Integrating DVH criteria into a column generation algorithm for VMAT treatment planning.

Volumetric-modulated arc therapy (VMAT) treatment planning is an efficient treatment technique with a high degree of flexibility in terms of dose rate, gantry speed, and aperture shapes during rotation around the patient. However, the dynamic nature of VMAT results in a large-scale nonconvex optimization problem. Determining the priority of the tissues and voxels to obtain clinically acceptable treatment plans poses additional challenges for VMAT optimization. The main purpose of this paper is to develop an automatic planning approach integrating dose-volume histogram (DVH) criteria in direct aperture optimization for VMAT, by adjusting the model parameters during the algorithm. The proposed algorithm is based on column generation, an optimization technique that sequentially generates the apertures and optimizes the corresponding intensities. We take the advantage of iterative procedure in this method to modify the weight vector of the penalty function based on the DVH criteria and decrease the use of trial-and-error in the search for clinically acceptable plans.

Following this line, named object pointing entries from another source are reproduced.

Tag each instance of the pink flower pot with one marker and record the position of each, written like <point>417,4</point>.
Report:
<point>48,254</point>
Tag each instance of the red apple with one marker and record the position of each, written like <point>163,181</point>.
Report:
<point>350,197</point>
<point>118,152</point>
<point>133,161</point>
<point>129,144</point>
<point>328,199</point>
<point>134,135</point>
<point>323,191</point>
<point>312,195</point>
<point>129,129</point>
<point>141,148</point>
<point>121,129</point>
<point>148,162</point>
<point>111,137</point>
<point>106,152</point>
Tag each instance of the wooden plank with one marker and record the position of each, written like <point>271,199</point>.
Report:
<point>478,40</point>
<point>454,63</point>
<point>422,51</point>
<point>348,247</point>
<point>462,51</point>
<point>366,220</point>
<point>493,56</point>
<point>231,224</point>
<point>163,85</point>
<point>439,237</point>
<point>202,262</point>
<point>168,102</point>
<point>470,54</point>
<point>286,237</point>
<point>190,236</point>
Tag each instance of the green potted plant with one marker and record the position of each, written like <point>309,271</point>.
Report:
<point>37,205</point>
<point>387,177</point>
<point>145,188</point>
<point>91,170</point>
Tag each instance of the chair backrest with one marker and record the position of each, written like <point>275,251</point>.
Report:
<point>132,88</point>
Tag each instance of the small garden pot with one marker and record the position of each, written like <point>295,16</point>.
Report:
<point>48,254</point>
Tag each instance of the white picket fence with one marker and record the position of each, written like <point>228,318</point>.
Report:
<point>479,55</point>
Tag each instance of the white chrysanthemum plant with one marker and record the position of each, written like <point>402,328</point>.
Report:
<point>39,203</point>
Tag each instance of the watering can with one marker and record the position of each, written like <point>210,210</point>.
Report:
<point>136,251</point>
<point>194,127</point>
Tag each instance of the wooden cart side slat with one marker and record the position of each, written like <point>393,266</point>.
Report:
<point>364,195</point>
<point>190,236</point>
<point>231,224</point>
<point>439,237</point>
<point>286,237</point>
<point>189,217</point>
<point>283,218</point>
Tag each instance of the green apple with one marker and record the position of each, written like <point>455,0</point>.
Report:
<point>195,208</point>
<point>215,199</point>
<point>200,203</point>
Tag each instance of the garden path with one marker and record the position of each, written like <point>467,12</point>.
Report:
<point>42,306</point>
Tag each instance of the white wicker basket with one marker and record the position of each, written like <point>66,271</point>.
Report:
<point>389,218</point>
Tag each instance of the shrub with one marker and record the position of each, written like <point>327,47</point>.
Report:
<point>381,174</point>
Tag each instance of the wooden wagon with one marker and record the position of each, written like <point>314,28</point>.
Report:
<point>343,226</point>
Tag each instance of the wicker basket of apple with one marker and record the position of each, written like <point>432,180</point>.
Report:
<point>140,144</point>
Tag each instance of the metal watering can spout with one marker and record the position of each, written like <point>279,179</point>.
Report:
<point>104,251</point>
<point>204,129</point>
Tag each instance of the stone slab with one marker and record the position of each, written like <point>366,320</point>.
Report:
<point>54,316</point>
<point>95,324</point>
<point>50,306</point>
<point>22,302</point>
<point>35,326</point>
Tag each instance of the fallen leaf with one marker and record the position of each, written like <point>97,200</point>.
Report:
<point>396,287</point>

We evaluate the efficiency of the algorithm and treatment quality using a clinical prostate case and a challenging head-and-neck case. In both cases, we generate 15 random initial weight vectors to assess the robustness of the algorithm. In the prostate case, our methodology obtained clinically acceptable plans in all instances with only a 10% increase in the computational time, while simple VMAT optimization found just three acceptable plans. To have an idea with respect to the existing software, we compared the obtained DVH to a commercial software. The quality of the diagrams of the proposed method, especially for the healthy tissues, is significantly better while the computational time is less. In the head-and-neck case, 93.3% of the clinically acceptable plans are obtained while no plan was acceptable in simple VMAT. In sum, the results demonstrate the ability of the proposed optimization algorithm to obtain clinically acceptable plans without human intervention and also its robustness to weight parameters. Moreover, our proposed weight adjustment procedure proves to reduce the symmetry in the solution space and the time required for the post-optimization phase.